Narrative and Positioning
How to frame your pitch for this specific investor — which parts of your story are most likely to resonate given their portfolio, and what to emphasize. This insight is driven by our proprietary intelligence for the specific investor in question.
Likely Questions and Concerns
The questions this investor is likely to ask based on their thesis, portfolio, and investment patterns — and where friction or hesitation is most likely to surface. Knowing these in advance means you’re preparing answers, not improvising them.
Prior Context
Any prior meeting history with this investor — previous call analysis, notes, and where the relationship sits in your pipeline. If you’ve engaged with the investor before, this section surfaces what was discussed, what signals came through, and what has changed since.
Discuss with Richard
Upcoming meetings include a Discuss with Richard option directly from the meeting view. Richard AI is loaded with the investor’s full profile and your company context, making it a live preparatory session rather than a static document to read.

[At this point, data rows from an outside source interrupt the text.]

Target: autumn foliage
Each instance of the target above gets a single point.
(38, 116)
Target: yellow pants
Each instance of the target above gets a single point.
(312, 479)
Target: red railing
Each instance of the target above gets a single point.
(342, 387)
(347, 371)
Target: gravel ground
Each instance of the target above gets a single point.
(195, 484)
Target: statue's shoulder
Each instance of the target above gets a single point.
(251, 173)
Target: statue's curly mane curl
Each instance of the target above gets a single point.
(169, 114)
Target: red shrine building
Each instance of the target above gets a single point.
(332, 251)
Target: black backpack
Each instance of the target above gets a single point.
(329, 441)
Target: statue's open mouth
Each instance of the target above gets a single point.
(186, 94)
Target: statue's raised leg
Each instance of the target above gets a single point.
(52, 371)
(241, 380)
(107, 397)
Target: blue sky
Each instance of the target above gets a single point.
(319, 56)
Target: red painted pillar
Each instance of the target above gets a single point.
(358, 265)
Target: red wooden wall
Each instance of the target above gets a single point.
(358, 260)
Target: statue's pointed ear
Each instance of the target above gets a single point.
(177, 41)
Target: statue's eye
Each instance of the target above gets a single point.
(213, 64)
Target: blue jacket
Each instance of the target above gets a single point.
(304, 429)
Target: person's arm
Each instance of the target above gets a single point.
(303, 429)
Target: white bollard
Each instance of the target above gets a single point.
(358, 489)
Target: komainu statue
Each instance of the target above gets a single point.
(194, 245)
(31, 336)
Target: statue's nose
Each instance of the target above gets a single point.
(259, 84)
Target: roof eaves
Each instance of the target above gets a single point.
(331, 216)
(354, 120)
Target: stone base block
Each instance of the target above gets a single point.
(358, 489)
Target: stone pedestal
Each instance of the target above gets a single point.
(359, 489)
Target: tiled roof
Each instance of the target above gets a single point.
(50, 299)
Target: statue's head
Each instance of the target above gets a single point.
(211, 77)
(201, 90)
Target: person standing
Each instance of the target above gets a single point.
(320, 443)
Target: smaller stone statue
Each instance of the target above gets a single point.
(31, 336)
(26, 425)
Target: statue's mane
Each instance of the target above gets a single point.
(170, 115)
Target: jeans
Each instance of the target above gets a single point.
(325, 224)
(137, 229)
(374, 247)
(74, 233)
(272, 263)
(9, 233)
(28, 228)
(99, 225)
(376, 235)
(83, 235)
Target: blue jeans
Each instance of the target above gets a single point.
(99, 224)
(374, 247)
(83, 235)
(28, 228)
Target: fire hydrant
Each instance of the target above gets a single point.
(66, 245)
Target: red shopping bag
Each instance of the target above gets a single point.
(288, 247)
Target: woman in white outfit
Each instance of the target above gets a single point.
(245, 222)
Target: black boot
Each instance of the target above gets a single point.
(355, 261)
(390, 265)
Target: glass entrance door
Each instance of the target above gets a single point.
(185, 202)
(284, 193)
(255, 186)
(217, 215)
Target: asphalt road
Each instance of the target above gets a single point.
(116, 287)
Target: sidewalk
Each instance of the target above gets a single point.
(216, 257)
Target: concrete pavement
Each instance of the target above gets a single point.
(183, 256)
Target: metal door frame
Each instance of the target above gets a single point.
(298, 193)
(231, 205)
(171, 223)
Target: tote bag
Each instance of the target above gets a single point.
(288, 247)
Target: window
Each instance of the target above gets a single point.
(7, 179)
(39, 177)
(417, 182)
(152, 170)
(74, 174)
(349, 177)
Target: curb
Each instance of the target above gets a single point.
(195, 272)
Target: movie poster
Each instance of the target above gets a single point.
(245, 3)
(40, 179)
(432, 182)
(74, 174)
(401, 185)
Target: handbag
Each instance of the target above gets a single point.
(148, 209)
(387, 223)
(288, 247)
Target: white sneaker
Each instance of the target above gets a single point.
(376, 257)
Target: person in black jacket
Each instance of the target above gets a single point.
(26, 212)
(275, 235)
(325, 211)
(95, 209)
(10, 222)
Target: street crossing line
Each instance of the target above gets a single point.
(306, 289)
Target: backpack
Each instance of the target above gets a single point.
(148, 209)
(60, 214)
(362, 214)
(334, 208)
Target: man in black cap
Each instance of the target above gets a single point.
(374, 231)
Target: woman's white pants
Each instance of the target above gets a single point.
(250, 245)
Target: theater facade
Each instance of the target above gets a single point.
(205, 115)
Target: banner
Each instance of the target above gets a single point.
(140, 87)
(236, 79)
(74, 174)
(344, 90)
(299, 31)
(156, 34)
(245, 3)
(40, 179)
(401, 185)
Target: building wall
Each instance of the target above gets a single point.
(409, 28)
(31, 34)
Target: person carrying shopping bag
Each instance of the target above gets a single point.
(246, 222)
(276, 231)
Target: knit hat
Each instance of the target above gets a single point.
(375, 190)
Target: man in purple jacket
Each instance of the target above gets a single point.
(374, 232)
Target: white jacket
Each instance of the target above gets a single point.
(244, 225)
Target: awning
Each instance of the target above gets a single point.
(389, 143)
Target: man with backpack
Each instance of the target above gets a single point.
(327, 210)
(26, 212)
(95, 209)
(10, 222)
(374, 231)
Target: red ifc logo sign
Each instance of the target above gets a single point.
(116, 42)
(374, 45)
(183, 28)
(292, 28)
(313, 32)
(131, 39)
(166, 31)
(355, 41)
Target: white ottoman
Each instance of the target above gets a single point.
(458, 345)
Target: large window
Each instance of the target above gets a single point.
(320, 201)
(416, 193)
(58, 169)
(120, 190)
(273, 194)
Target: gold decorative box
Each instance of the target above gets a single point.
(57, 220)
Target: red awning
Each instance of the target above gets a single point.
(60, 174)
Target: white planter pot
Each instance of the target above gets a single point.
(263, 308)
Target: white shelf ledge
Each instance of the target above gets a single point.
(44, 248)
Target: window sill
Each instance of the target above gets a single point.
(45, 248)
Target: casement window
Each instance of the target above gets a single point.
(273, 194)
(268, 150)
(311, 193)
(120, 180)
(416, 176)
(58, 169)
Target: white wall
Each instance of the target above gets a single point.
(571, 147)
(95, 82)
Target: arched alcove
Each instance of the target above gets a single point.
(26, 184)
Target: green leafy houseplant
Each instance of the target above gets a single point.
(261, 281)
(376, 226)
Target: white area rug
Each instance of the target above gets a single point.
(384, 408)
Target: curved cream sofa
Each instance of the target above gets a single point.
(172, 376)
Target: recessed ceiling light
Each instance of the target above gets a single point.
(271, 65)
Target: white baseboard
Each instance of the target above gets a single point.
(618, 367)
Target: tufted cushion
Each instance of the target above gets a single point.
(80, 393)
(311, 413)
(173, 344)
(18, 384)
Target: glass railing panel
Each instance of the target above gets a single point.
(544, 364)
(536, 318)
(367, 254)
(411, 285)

With Richard AI, users can:- Get a tailored brief on demand — ask “What do I need to know about [investor] before this meeting?” and Richard synthesizes the investor’s thesis, recent portfolio activity, and round fit into a focused summary,
- Pressure-test your narrative — ask Richard how your pitch is likely to land given this investor’s portfolio, and where to tighten the framing before the call,
- Prepare for specific questions — ask “What objections should I prepare for given their portfolio?” or “What are they likely to push back on?”
- Dig into prior context — if you’ve met this investor before, ask Richard to surface what came out of the last call and what to address or build on this time
Ask specific questions. “How should I prepare?” is less useful than “This investor just led a Series A in a competitor — how should I address that on the call?” Richard has full context on the investor’s profile, your company, and the history of the specific relationship in your pipeline.